A good thing about senility

when the memory goes

bad ones do too

When others tell

of good times past

they’re enjoyed anew

as if for the first time

Unpleasant and downright

painful ones

simply slip

away


Loved ones are known

but maybe not by name

and surely not for

past sins

Each day, a new day

Familiar faces no longer

represent persons

only warmth…comfort


Last year, memories of

past pain were fresh as yesterday

Now, peace replaces anguish

A husband of 52 years

vaguely recalled with fondness

Even though the last of his years

spent suffering

now all misery has vanished

The lost 26 day old

infant son born in 1951

no longer cries in her sleep


Some are prepared for

the “letting go” early

No need to wait

upon arrival

The waste of this life

discarded while here

thought of no more…

Or else it wouldn’t be

Heaven

Copyright © 2022 by Emily A. Moose.



About the Author

Emily Almond Moose is thrilled as this is her first publication and has loved language all of her life. She is a college graduate with a degree in English and Primary Education. Her entire career has been spent in the area of human services.
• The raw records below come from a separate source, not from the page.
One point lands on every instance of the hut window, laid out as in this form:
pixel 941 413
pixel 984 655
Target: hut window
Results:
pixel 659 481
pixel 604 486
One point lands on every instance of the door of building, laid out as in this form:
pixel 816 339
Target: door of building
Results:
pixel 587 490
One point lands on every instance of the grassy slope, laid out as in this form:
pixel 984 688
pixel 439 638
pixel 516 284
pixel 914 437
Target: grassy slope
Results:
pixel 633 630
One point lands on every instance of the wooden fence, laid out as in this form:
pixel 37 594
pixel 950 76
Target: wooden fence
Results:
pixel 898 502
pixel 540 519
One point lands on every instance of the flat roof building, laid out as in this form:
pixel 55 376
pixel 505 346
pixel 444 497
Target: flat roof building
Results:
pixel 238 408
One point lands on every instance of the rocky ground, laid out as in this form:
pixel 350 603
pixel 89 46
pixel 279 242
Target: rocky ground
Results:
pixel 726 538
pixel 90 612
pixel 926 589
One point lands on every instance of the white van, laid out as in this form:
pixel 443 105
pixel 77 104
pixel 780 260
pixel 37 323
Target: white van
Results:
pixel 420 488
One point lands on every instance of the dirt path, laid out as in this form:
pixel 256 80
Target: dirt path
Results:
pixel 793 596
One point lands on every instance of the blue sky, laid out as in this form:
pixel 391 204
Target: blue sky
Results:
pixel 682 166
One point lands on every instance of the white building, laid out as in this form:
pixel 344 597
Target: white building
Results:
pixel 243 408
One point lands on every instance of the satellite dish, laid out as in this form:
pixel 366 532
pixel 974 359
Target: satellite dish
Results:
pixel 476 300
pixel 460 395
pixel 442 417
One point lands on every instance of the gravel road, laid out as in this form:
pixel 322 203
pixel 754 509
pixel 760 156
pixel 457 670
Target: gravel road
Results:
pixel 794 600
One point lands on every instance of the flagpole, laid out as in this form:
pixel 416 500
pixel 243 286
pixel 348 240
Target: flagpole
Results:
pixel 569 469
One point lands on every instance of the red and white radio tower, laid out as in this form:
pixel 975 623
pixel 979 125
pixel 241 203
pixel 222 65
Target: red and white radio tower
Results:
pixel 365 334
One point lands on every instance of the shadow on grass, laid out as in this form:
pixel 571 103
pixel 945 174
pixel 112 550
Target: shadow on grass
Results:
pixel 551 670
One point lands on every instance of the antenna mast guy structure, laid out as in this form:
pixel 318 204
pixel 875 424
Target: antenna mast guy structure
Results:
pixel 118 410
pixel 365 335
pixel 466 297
Emily worked as an employment consultant for thirty-one years with the NC Employment Security Commission and as a resident services specialist for five years with The City of Albemarle Department of Public Housing.


Evil Eye Talisman

by Keremgo.


Wexler


Talismans

Because everything can be a talisman

for good or evil

I am careful, handle gently

even the least likely omens

for fear of offending God knows who

or what, of imbibing or failing

to, a particular wine

at a given meal or writing

with a particular pen on a notable

occasion, or leaving

the toothbrush too near the edge

of the sink at any time,

and I stroke the bark of the tree

with a circular motion

just so, three times, before

getting in my car

for a critical meeting,

content with myself

that all will turn out well

and yet when miles away

and with no time to turn back

it strikes me that

I may not have applied enough

pressure to the trunk

of that tree and in my haste,

voided the good luck

that had been reserved for me.


Copyright © 2022 by Philip Wexler.



finding your way

it’s easy to be crushed

by words alone.

poof. your bones

are talc. you sink inside

collapsing skin, too thin

to hold you in. it’s easy

to be smashed to pulp

by looks that fail to see.

it doesn’t take too much

to turn you into dust.

you broadcast frailty

and takers take their turn.

it’s easy to get lost,

the slightest puff

sets off

a dandelion globe burst.

you’ve lived propped up

by soothing tones,

too hesitant

to take a step or stand,

without a hand

to lend support

or coax

you out of shirks.

you’re shaken to the core,

a powdery mess

that’s primed

to dissipate for good

at any further snub

or slight.

it’s hard to be contained

when you’re alone.


Copyright © 2022 by Philip Wexler.




About the Author

Philip Wexler lives in Bethesda, Maryland. He has had over 180 poems published in magazines. His collections, The Sad Parade (prose poems), and The Burning Moustache were published by Adelaide Books. Two more books are scheduled for 2022 - The Lesser Light by Finishing Line Press and I Would be the Purple by Kelsay Books. He also organizes Words out Loud, a monthly spoken word series, at Glen Echo Park in Maryland, lately presented remotely via Zoom.